|Telephone||+44 (0)1223 (7)66339|
|Research group||Magnetic Resonance, Catalysis|
|Research project title||Fighting Emissions with MRI|
To reduce carbon dioxide emissions generated by the chemical industry the energy demand of chemical production processes has to be reduced. This can be achieved by enhancement of reactor performance, which also leads to increased yields, suppression of undesired side-products and more efficient use of catalysts. Reactor optimisation requires a profound understanding of the factors which influence the reaction and often relies on numerical models.
This research project focuses on trickle-bed reactors. These packed bed reactors with co-current gas and liquid flow find wide application in hydrogenation and oxidation reactions in the chemical and petrochemical industry. As their performance is not only governed by reaction kinetics, but also by mass transfer limitations and local-scale hydrodynamic phenomena, optimisation and modelling is rather complex. Phenomena on various local scales including transitions between different flow regimes, distortions caused by local packing heterogeneities, stagnant liquid zones, particle wetting efficiency, prewetting effects and hysteresis have to be taken into account. So far, modelling has largely relied on empirical correlations.
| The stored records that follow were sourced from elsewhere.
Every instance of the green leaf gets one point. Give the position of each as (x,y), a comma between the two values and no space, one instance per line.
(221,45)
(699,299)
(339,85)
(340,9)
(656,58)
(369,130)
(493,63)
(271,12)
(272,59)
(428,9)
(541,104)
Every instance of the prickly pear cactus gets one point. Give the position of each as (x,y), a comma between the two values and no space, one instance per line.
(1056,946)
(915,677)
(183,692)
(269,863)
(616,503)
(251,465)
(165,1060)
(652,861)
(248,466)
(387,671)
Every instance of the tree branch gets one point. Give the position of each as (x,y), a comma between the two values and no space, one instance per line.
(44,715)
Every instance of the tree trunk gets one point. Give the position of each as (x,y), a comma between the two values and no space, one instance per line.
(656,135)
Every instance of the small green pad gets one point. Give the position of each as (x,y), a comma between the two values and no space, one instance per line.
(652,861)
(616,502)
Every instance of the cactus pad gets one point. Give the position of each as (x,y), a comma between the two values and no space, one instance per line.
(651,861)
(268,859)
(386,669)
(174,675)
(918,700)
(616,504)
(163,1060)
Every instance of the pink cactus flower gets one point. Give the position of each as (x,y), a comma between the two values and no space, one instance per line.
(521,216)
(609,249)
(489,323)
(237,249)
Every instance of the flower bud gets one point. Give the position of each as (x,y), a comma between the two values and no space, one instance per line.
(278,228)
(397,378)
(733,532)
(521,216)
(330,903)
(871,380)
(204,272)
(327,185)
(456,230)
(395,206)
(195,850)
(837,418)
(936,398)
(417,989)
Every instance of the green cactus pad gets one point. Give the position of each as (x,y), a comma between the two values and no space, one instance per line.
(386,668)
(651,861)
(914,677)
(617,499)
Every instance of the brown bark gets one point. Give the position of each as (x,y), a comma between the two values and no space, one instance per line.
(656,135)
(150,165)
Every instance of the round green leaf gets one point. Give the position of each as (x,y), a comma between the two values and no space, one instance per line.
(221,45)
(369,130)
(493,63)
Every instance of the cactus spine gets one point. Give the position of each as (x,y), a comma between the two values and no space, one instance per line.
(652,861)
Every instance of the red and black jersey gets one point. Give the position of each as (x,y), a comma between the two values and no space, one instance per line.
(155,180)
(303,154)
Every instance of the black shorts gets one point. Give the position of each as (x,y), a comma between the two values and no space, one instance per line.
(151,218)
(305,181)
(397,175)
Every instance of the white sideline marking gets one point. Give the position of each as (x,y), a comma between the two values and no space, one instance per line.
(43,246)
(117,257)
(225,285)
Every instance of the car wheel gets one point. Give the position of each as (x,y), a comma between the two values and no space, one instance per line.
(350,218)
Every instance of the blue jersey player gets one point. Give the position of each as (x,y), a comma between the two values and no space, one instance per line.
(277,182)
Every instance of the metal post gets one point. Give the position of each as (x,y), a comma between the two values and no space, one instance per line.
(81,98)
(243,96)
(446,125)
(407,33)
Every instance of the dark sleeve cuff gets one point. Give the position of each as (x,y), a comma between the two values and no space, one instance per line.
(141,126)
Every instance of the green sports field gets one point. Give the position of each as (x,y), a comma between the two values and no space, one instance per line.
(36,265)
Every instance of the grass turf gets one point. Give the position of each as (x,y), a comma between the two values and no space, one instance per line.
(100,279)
Magnetic resonance imaging has successfully been used to gain insight into the above-mentioned local scale hydrodynamic phenomena and thus has contributed to the understanding of their influence on overall reactor performance. It has the potential of providing the detailed local-scale information needed to evaluate reactor models and put them on a more phenomenological basis. The development of fast magnetic resonance imaging techniques has significantly reduced data acquisition times and thus increased the amount of detail available. Further potential for the reduction of data acquisition times is seen in the use of new data sampling strategies and image reconstruction algorithms based on Bayesian signal processing.
In this first phase of my PhD project I am exploring and evaluating existing velocity imaging techniques and modelling strategies for trickle-bed reactors. We will then identify flow phenomena that require further examination in order to base reactor modelling on the understanding of small-scale physical processes and, in collaboration with Microsoft Research Cambridge, develop the imaging and data processing techniques necessary to acquire this information in sufficient detail. This will be a step towards providing industry with the tools to significantly reduce carbon dioxide emissions.